Vous serez peut-être étonnés d'apprendre, messieurs, que non seulement M. Rogier, M. Guillery, quelque peu M. Frère, sont assez près de s'entendre avec le congrès de Malines sur le principe de l'enseignement public, mais que M. Bara est tout à fait d'accord sur ce point avec le congrès de Malines. (Interruption.) Dans un discours que j'ai prononcé à la Chambre sur la même question, j'avais cité un passage d'un discours de M. Jules Simon au congrès de Bruxelles. Je disais :

« Je vais résumer cette citation ; voici, en deux mots, l'opinion de M. Jules Simon : l'intervention de l'Etat n'est nécessaire que quand la liberté se récuse. M. Bara m'interrompit en disant : Parfaitement !

J'ajoutais : « Par conséquent, l'Etat ne peut intervenir que pour suppléer à l'insuffisance de la liberté : l'Etat doit préparer sa destitution. » M. Bara m'interrompit encore, pour me répondre : D'accord ! (Interruption.)

M. Bara. - Je n'ai pas été au Moniteur ce jour-là pour vérifier les interruptions qui m'étaient attribuées. Mais le lendemain j'ai répondu complètement à la question que vous me posez de nouveau. Vous ne me citez donc que très imparfaitement.

.M. Dechamps. - Je cite textuellement les Annales parlementaires. Voilà donc M. Rogier, M. Guillery, M. Frère et M. Bara bien près d'être les complices des doctrines du congrès de Malines et de notre programme secret !

Mais ce principe qui fait considérer l'intervention de l'Etat, en matière d'enseignement, comme destinée à suppléer à l'insuffisance de la liberté, n'a-t-elle pas été professée ailleurs encore, et d'une manière aussi solennelle, qu'au congrès de Malines ?

C'est au congrès de Gand que cette question a été discutée, approfondie, et ce congrès de libres penseurs, en grande majorité, ne sera pas soupçonné d'obéir aux évêques.

La moitié des orateurs soutenait l'opinion de la non intervention absolue de l'Etat en matière d'enseignement ; je cite parmi ceux-ci MM. Pelletan, le pasteur protestant de Pressencé et notre savant économiste M. Molinari.

A la tête des orateurs qui défendaient la nécessité de l'intervention de l'Etat, brillait un orateur distingué M. Jules Simon. Or, ce défenseur des droits de l'Etat, savez-vous quels principes il professait ? Précisément les principes du congrès de Malines que M. Frère a signalé aux craintes du pays. M. Jules Simon a proclamé que l'enseignement de l'Etat n'était pas un service public, que son intervention ne constituait qu'une situation transitoire, que l'Etat ne devait enseigner qu'après tout le monde, quand la liberté se récuse et qu'il devait préparer sa destitution.

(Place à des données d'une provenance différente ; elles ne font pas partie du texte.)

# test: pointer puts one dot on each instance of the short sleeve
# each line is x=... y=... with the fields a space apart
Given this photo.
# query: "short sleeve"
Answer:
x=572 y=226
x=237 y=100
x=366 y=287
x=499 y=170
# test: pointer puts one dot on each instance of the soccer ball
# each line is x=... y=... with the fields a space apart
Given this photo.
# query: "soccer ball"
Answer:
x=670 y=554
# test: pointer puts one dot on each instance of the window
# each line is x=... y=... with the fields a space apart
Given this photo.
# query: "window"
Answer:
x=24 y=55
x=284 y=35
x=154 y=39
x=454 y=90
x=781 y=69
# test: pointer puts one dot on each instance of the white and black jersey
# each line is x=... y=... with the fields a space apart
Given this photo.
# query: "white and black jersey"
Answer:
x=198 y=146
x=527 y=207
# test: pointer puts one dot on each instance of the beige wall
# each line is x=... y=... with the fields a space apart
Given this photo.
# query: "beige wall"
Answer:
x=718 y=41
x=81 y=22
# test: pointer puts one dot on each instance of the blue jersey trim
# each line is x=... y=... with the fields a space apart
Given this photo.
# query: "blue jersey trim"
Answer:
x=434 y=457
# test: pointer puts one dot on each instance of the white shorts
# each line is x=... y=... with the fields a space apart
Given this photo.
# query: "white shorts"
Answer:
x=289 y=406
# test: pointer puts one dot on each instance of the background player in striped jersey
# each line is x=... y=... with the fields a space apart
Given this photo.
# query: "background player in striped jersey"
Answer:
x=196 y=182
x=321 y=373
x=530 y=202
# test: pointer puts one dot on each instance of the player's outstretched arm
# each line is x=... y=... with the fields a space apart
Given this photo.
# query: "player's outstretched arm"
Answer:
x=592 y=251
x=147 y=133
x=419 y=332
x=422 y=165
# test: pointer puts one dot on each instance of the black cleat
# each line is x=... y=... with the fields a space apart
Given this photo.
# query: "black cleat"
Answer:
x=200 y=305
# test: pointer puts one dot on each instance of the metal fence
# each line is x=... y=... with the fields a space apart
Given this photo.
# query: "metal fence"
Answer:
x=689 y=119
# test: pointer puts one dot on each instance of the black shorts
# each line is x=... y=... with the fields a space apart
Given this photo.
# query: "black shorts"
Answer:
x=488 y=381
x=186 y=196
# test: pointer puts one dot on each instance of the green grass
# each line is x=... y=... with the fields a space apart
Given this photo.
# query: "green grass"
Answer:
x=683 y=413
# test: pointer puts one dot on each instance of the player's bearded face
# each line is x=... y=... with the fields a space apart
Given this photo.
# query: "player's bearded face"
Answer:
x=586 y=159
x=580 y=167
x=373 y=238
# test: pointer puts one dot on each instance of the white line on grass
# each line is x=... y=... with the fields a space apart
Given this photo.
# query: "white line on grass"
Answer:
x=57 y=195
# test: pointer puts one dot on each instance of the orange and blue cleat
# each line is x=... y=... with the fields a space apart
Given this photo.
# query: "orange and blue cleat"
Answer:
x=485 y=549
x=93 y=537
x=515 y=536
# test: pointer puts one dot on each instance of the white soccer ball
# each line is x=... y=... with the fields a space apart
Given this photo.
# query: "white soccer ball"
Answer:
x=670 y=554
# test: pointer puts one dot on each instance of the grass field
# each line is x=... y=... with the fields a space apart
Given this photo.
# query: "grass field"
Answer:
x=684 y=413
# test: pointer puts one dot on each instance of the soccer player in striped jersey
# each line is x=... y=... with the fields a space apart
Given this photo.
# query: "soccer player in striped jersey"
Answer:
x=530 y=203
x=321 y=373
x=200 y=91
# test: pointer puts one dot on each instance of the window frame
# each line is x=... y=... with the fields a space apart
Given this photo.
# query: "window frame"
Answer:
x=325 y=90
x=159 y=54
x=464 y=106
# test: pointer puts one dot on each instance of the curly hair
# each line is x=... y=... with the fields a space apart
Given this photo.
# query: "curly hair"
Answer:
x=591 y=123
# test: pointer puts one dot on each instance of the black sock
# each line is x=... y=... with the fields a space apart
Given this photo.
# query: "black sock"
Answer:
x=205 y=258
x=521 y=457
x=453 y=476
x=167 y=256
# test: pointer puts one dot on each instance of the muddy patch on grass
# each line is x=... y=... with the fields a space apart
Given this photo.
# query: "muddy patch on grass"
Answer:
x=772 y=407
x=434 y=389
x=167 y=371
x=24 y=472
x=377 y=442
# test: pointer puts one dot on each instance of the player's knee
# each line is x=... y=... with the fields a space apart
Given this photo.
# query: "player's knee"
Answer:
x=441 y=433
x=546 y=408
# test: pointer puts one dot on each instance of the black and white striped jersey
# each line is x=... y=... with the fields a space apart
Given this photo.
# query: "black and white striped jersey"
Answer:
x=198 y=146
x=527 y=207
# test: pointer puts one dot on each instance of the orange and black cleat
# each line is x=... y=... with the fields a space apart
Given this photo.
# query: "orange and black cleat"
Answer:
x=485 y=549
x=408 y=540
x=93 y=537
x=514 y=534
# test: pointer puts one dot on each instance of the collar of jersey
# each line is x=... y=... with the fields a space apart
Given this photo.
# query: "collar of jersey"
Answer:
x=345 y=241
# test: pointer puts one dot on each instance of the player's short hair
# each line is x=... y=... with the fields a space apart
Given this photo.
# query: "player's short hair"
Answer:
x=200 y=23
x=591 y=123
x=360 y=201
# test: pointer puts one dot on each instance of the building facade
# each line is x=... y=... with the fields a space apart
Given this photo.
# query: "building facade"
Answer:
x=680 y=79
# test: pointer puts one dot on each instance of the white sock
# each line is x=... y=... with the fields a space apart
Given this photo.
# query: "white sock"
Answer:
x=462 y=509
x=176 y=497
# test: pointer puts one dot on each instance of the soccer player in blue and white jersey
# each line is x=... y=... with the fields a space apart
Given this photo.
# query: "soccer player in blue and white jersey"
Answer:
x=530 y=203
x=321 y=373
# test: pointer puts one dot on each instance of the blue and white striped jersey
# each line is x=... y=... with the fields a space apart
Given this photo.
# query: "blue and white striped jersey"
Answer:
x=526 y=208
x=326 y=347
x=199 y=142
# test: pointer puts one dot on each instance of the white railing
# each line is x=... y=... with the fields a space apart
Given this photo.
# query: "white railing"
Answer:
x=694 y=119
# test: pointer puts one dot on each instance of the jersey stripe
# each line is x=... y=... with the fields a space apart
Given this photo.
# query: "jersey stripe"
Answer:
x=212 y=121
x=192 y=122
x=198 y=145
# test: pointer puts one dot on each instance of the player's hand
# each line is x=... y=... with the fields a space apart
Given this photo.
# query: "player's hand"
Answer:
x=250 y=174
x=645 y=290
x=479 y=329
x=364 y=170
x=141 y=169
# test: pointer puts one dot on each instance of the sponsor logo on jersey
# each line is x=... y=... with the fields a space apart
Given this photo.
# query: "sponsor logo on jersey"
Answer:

(page 485) - Voix à droite. - Voilà le principe libéral et constitutionnel.

- A gauche. - Cela peut être bon en France !

M. Delaetµ. - Pour la gauche il y a des vérités au-delà de la frontière, qui deviennent des erreurs en deçà. (Interruption.) Elle admet pour la France ce qu'elle nous reproche d’admettre pour Rome.

.M. Dechamps. - M. Jules Simon était le défenseur au congrès de Gand de l’enseignement de l'Etat ; il combattait des orateurs puissants, des économistes qui demandaient la destitution immédiate de l'Etat en matière d'enseignement ; et voilà que M. Jules Simon se trouve d'accord, en principe, avec le congrès de Malines, dont vous dénoncez les doctrines comme antilibérales, dangereuses, presque coupables !

M. Bara. - Nous avons déjà eu ce débat, c'est une répétition.

.M. Dechamps. - Oui, c'est une répétition, mais les vérités sont toujours bonnes à redire.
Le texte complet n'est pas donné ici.